Ktoś, kto sądził, że ze względu na nocną śnieżycę na dzisiejszym rynku zabraknie sprzedawców, bardzo się pomylił. Nie dojechali jednak kupujący.
- Pusto - mówi rozkładając ręce właściciel stoiska ze słodyczami. Cztery paczki delicji oferuje za 5 złotych, tyle samo kosztują trzy paczki markizów. Ale chętni nie ustawiają się w kolejce. - Nie dojechali ludzie ze wsi. Zresztą na głównych trasach też jest bardzo ślisko – dodaje kupiec.

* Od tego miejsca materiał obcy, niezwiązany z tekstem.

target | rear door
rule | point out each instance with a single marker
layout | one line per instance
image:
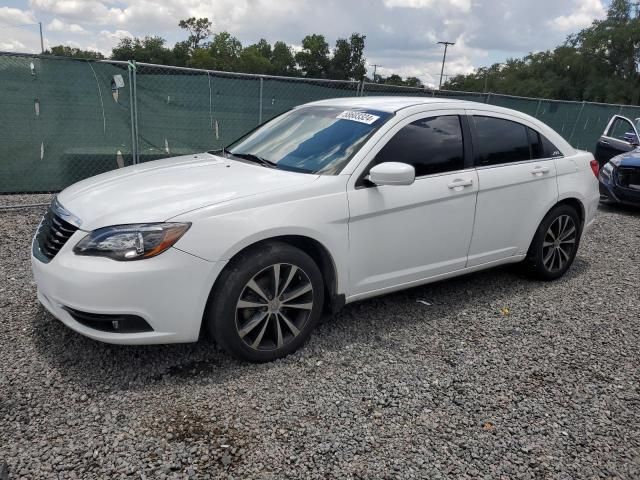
(620, 136)
(517, 185)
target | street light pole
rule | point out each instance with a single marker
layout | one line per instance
(41, 39)
(375, 67)
(444, 59)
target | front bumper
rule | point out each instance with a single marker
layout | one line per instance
(616, 194)
(169, 292)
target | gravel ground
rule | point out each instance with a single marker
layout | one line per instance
(391, 388)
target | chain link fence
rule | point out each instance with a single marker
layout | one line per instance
(67, 119)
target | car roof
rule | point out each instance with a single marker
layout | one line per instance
(389, 104)
(396, 103)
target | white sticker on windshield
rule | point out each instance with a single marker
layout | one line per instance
(358, 117)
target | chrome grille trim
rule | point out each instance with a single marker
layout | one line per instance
(53, 232)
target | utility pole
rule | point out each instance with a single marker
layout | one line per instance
(41, 39)
(375, 67)
(444, 59)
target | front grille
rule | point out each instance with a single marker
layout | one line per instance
(110, 323)
(53, 233)
(629, 177)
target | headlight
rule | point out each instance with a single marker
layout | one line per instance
(131, 242)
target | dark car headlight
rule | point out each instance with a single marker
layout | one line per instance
(131, 242)
(607, 170)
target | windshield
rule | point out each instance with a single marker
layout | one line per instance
(310, 139)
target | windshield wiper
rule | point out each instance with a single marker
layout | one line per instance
(255, 159)
(222, 151)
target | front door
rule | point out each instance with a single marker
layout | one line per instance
(399, 235)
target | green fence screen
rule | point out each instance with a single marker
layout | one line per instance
(67, 119)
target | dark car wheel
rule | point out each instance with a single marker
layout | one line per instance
(555, 244)
(266, 302)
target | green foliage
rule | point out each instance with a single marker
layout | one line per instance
(599, 63)
(150, 49)
(199, 29)
(348, 58)
(65, 51)
(314, 56)
(283, 61)
(224, 52)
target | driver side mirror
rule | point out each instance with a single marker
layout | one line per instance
(392, 173)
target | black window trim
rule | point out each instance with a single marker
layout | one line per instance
(467, 147)
(476, 150)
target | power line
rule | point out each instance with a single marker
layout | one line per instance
(375, 68)
(444, 59)
(22, 25)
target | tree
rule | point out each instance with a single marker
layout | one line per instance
(394, 80)
(223, 53)
(348, 61)
(199, 29)
(314, 57)
(599, 63)
(66, 51)
(282, 60)
(253, 60)
(358, 62)
(413, 82)
(150, 49)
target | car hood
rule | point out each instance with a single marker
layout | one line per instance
(159, 190)
(630, 159)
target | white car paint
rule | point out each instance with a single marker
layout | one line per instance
(379, 239)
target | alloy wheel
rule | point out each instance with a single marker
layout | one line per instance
(559, 243)
(274, 307)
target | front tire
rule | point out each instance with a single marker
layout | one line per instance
(555, 244)
(266, 302)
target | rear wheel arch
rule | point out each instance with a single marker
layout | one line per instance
(576, 204)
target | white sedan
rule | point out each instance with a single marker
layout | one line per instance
(332, 202)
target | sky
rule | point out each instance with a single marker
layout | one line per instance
(402, 35)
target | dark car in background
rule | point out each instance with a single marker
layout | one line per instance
(618, 155)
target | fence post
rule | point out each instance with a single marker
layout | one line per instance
(576, 123)
(131, 67)
(260, 109)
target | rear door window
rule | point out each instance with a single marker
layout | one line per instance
(622, 129)
(541, 147)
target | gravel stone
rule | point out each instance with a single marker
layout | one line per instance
(499, 377)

Dziś był zaś pełny asortyment towarów oferowanych zazwyczaj na sokólskim rynku. Nie zabrakło ryb przywiezionych przez sprzedawcę z Giżycka (śledzie po 7,50 zł, tuszki śledziowe po 9 zł za kilogram), sera korycińskiego, jabłek z Lubelszczyzny (od 1,60 zł za kilogram, jak zwykle była kolejka), chleba na zakwasie („Mamy nowy rodzaj, hubertus, po 3 złote za bochenek” - powiedziała pani prowadząca stragan).
100 kilogramów pszenicy można było dostać za 80 zł. Parę rękawic - za 3 zł. Dobrze sprzedawało się suche pieczywo.
- Może za tydzień będzie w końcu lepiej - stwierdził z nadzieją w głosie jeden ze sprzedawców.